LAUSR

The present study was carried out to synthesize silver nanoparticles (AgNPs) using extracts of wild edible mushroom, Pleurotus giganteus, and to characterize the synthesized AgNPs and also to evaluate the synthesized AgNPs for antimicrobial and α-amylase inhibitory activity. Green synthesized AgNPs were characterized by UV–Vis spectroscopy, Fourier-transform infrared (FTIR) spectroscopy, Atomic force microscopy (AFM), Transmission electron microscopy (TEM), Scanning electron microscopy (SEM), selected area electron diffraction (SAED), Energy dispersive X-ray spectroscopy (EDX), and X-ray diffraction (XRD). Antibacterial activity of AgNPs was studied by disc diffusion method along with minimum inhibitory concentration (MIC) and α-amylase inhibition assay of AgNPs were also studied.
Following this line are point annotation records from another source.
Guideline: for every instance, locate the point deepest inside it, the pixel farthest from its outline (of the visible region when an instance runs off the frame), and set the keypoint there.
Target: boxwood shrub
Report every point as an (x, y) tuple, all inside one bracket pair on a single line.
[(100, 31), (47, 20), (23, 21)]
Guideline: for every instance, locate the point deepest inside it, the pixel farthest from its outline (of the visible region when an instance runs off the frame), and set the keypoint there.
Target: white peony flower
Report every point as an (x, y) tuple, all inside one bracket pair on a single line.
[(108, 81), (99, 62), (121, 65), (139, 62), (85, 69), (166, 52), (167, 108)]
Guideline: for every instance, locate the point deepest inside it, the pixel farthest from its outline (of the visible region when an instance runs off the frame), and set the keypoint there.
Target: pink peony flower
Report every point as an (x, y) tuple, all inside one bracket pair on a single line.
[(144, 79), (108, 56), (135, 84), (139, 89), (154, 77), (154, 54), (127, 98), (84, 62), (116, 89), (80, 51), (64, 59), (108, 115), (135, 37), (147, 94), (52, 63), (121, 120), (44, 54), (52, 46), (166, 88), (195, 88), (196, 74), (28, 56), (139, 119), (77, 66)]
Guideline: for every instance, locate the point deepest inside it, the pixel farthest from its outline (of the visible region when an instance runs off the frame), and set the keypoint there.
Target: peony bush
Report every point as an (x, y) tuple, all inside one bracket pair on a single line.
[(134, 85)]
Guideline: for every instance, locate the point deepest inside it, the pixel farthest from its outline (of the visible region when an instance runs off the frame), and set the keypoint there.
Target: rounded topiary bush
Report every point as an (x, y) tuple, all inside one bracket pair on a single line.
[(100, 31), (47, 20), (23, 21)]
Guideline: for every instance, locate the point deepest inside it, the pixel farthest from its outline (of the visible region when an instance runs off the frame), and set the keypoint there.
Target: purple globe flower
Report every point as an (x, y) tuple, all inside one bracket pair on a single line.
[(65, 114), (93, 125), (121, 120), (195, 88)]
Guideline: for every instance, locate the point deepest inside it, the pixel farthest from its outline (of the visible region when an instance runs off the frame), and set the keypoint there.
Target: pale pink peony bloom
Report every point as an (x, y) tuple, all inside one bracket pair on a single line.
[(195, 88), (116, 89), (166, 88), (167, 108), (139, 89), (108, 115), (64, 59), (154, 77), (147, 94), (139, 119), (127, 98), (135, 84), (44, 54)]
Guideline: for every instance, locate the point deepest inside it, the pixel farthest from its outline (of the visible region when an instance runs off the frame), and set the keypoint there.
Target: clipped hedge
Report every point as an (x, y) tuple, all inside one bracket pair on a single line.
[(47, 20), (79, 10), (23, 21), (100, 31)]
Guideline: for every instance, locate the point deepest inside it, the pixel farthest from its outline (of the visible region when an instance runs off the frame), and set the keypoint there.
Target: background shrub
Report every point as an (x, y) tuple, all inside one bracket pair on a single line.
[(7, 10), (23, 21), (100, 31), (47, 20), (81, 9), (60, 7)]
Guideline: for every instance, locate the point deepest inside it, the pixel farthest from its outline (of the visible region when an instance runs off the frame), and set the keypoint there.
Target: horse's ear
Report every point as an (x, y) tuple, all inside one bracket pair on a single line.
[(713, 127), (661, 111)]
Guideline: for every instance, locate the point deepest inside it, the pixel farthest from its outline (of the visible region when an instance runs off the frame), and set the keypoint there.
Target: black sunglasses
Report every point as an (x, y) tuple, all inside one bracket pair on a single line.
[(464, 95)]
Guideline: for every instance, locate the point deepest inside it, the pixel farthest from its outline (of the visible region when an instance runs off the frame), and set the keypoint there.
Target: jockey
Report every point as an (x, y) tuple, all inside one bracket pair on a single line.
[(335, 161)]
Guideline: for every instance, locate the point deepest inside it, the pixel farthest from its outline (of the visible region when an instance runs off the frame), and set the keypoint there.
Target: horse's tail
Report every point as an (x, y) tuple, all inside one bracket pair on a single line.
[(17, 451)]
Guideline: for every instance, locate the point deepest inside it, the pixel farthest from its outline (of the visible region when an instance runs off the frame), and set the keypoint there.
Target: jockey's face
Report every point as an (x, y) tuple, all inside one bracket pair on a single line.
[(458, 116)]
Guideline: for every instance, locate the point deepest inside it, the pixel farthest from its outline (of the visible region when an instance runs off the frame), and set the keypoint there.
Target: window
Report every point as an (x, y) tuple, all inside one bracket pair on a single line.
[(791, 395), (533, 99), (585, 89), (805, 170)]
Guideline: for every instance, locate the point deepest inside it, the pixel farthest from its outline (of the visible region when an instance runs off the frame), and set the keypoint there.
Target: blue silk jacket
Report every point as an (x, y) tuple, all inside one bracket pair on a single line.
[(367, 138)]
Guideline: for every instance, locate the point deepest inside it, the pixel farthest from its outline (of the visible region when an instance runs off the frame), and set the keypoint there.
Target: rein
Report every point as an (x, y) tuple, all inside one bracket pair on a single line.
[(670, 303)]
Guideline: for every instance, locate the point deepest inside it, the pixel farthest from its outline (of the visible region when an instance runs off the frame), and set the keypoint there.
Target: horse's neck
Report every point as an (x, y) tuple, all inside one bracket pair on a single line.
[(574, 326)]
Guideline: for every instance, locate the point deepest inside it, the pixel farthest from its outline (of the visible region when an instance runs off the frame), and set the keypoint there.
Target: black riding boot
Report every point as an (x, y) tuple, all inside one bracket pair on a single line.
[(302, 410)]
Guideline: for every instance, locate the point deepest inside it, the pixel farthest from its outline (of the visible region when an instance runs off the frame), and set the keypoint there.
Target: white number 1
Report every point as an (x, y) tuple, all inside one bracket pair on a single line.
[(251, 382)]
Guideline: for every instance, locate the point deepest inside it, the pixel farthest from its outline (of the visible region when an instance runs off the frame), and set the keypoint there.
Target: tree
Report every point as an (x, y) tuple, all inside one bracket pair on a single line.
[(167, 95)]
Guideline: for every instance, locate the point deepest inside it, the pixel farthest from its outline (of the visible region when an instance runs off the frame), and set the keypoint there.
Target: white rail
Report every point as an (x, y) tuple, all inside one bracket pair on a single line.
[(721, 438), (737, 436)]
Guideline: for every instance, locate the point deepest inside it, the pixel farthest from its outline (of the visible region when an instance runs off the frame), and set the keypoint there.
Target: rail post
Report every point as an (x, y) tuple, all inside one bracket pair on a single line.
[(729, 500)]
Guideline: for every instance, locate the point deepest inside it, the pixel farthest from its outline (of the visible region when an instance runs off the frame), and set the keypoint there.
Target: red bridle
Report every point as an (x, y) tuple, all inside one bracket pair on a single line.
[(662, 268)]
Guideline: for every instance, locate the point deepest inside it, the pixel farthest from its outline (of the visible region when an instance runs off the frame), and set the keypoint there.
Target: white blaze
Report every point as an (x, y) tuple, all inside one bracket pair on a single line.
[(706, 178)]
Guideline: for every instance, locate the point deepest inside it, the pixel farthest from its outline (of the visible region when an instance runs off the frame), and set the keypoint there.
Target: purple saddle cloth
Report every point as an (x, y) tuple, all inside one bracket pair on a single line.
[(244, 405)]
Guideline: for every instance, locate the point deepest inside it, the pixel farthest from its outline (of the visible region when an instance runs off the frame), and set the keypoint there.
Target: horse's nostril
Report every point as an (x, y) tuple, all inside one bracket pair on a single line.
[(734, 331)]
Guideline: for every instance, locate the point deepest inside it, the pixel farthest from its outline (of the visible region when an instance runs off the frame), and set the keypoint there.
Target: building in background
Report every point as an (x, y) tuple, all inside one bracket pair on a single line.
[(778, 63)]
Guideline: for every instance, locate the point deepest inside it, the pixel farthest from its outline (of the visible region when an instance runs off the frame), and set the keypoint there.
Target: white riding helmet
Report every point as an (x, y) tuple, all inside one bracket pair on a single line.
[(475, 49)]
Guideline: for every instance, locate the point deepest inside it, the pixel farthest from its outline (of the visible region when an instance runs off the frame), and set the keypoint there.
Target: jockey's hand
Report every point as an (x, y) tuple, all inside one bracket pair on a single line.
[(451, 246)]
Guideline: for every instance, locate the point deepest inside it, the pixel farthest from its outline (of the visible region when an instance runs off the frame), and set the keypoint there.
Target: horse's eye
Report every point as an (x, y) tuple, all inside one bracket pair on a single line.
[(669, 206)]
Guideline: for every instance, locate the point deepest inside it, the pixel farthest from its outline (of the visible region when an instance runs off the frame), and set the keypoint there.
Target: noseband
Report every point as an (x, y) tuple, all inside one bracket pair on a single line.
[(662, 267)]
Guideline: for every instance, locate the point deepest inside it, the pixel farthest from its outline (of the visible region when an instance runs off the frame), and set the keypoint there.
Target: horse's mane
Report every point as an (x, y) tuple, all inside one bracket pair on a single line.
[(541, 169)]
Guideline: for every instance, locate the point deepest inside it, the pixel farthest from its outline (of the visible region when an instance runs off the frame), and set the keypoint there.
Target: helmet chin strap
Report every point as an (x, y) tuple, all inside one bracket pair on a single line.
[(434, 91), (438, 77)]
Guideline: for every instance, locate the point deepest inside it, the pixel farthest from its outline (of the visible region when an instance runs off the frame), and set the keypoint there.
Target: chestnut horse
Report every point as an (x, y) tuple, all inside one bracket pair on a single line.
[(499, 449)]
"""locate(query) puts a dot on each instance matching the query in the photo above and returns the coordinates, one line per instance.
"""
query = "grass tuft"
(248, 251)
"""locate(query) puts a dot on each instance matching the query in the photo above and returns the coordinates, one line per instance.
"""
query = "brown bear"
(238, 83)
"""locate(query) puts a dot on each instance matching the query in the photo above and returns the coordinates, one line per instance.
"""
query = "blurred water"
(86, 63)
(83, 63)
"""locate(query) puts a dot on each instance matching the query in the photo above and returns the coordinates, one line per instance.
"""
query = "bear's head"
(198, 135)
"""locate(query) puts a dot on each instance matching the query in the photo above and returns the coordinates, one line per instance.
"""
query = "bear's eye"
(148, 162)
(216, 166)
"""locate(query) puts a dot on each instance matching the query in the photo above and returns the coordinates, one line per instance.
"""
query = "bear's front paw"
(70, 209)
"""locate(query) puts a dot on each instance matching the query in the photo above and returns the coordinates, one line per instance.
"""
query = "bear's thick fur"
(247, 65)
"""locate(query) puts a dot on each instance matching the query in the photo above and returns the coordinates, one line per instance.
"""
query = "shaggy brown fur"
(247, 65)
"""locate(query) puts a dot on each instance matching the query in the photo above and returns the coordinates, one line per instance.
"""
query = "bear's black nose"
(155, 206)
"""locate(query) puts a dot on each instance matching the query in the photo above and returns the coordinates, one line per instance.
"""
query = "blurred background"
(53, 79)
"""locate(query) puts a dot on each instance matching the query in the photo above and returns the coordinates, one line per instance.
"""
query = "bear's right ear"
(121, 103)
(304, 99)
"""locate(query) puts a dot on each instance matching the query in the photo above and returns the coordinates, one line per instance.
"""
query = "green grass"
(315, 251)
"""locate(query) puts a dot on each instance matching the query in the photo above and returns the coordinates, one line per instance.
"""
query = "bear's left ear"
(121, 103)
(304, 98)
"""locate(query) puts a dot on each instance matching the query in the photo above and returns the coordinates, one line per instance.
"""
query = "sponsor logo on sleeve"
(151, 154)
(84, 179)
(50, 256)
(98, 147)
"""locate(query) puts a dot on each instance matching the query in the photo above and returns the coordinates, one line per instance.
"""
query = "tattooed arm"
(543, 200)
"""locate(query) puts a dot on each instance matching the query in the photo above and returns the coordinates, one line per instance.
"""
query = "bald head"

UV–Vis spectra of reaction mixture of AgNPs exhibited surface plasmon resonance peak around at 420 nm. FTIR study revealed that mainly carboxyl, hydroxyl, and amine functional groups were present in a mushroom extract which mainly reduced Ag+ to Ag0. AFM, TEM, SEM, SAED, and XRD pattern analysis supported that synthesized AgNPs were mostly spherical shaped within average size 2–20 nm and crystalline in nature. Biosynthesized AgNPs showed more antibacterial potentiality against Gram (–) bacteria. MIC of green synthesized AgNPs were found against Escherichia coli, Pseudomonas aeruginosa, Bacillus subtilis, and Staphylococcus aureus as 12, 10, 14, and 15 μg/ml, respectively. α-Amylase inhibition assay of green synthesized AgNPs revealed that percent inhibition of α-amylase decreased with increasing concentration of green synthesized AgNPs. Wild edible mushroom P. giganteus can be used as a source of reducing and capping agents of spherical metallic silver nanoparticles which offers potential medicinal properties.